The last thing to see in Battersea Park is the Sub Tropical Garden, but this garden is nothing different to the rest of the greenery in Battersea Park, it’s better to spend time in the Old English Garden and the large fountain next to it. After this, you’ll be heading towards Rosery Gate where you started your walk. Walking towards Rosery Gate, you’ll see several wildlife from swans and ducks on the other side of Boating Lake. If you have followed my suggested walk, then you will have covered the whole park for approximately 1 hour and 30 minutes.

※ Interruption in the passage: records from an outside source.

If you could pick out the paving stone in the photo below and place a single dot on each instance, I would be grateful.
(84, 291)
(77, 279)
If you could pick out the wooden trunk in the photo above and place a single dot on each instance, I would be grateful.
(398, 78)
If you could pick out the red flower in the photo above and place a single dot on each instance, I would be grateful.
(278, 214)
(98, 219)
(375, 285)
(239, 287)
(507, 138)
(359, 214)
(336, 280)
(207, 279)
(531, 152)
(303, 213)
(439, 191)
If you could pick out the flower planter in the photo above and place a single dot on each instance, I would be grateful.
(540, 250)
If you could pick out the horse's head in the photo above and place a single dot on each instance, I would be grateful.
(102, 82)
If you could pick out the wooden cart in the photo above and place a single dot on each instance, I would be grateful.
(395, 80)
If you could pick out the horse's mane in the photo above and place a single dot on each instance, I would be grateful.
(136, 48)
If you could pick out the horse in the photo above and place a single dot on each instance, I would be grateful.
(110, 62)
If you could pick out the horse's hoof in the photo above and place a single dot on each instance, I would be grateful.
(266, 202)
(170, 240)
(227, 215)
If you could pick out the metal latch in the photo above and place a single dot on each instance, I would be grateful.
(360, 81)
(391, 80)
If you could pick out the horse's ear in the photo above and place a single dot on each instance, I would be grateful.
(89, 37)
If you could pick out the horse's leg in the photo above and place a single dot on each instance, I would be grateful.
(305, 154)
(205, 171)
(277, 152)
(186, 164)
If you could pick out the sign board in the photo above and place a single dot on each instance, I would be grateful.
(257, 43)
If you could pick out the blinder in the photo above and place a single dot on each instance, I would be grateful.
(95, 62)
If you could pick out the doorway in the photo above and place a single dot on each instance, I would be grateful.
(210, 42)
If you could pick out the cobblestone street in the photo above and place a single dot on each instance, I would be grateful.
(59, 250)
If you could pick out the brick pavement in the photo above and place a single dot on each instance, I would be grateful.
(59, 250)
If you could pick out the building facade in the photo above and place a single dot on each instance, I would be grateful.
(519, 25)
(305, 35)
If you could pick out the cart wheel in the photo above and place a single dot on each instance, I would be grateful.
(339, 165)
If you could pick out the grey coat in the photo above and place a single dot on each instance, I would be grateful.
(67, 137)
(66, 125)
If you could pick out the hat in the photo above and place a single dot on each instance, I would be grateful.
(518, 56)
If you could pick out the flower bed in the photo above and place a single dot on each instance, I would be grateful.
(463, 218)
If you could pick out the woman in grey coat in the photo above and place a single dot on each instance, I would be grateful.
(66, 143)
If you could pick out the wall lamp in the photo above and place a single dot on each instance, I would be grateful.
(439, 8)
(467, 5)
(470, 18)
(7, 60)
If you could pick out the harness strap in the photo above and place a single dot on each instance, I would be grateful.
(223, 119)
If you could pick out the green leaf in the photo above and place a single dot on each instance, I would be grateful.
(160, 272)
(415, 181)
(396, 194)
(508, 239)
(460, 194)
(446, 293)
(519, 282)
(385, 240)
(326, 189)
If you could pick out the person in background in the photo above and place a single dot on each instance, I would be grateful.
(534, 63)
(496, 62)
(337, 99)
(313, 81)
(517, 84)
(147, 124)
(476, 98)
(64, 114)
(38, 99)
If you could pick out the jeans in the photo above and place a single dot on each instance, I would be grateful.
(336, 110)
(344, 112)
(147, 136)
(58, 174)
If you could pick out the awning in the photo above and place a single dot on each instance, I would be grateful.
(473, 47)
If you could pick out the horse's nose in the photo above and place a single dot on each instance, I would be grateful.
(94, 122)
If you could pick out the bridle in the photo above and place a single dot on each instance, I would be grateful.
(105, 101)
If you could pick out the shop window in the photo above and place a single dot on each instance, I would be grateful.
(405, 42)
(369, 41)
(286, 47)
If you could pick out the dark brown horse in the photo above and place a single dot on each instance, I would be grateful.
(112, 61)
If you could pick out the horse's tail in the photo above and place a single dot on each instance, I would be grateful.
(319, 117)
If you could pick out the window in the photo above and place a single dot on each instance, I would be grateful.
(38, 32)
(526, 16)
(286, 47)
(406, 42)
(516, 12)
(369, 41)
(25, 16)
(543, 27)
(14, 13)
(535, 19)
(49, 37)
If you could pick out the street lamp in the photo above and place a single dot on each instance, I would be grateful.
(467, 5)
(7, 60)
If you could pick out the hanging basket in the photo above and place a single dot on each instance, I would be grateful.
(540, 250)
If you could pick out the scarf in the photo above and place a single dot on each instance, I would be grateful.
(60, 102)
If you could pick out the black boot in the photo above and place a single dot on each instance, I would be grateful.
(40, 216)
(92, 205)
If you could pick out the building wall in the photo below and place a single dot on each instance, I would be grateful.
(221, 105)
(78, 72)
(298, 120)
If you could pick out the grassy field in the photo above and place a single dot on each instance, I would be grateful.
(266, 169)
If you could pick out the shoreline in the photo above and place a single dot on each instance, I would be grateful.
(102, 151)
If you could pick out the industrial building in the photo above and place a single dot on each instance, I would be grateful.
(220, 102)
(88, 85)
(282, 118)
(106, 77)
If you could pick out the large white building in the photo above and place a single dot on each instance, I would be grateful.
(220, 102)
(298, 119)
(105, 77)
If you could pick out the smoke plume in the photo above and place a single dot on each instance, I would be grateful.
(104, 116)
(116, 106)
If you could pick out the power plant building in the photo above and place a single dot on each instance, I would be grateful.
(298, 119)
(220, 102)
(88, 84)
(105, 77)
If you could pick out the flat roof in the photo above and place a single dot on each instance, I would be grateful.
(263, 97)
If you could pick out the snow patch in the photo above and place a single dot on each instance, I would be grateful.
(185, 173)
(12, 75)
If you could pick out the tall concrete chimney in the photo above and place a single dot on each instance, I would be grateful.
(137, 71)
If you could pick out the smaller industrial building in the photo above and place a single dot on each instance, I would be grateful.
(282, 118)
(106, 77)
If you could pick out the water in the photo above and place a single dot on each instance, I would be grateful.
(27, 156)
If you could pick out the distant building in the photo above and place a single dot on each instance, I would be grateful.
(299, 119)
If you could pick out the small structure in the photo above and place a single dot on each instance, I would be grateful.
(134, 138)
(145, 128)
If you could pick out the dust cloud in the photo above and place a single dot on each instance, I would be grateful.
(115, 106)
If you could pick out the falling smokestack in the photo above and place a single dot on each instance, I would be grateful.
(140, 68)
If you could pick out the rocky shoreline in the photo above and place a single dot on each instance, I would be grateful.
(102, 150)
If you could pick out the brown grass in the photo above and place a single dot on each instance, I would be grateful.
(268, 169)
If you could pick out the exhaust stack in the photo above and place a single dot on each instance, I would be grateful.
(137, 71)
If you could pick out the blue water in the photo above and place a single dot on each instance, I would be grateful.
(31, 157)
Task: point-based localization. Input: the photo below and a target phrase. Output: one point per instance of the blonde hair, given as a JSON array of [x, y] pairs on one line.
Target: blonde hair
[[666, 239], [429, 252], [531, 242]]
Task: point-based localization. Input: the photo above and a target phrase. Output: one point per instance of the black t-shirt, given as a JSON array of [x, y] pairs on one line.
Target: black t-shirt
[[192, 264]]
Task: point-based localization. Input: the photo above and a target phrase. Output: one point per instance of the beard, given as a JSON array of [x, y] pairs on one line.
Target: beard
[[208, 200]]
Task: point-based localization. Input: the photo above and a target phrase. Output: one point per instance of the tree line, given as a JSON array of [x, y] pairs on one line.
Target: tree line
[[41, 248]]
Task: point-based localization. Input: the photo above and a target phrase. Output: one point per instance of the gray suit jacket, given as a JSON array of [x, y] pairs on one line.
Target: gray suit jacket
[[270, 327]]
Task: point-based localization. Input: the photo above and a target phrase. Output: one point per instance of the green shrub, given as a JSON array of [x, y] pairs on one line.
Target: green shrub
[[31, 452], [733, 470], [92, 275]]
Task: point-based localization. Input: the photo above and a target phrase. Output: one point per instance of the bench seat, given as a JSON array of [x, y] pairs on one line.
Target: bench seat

If you want to experience traditional British food, check out The Mason’s Arms, a small yet busy pub by Battersea Station, Prince Albert, Duke of Cambridge, The Magic Garden, a vibrant beer garden where you can enjoy drinks with friends and family. The Magic Garden is a recommendation from me. These pubs are located all around the park.

Putt in the Park, Battersea Park

Putt in the Park crazy golf

Conclusion

Chelsea is an upper-class neighbourhood consisting of mid-range to high-end restaurants with average London priced cafes and fast-food restaurants in between. Chelsea is more for Instagram influencers than tourists wanting see tourist attractions, apart from visiting the History Museum, the Victoria and Albert Museum and the Science Museum. You can spend hours in all of these museums, not to mention that Kensington Gardens and Hyde Park is just around the corner if you want to relax, but overall, Chelsea is just that, a place for Instagram obsessed influencers, and it shouldn’t be missed.

I included Battersea Park because it’s only a short bus ride away from Chelsea, and if you’ve had a hard day from walking around shopping, then Battersea Park is a nice wide and big open space area to rest. I also love that Battersea is just a short bus ride away to Knightsbridge, Hyde Park Corner and a train ride away to Victoria Station from Battersea Park Station.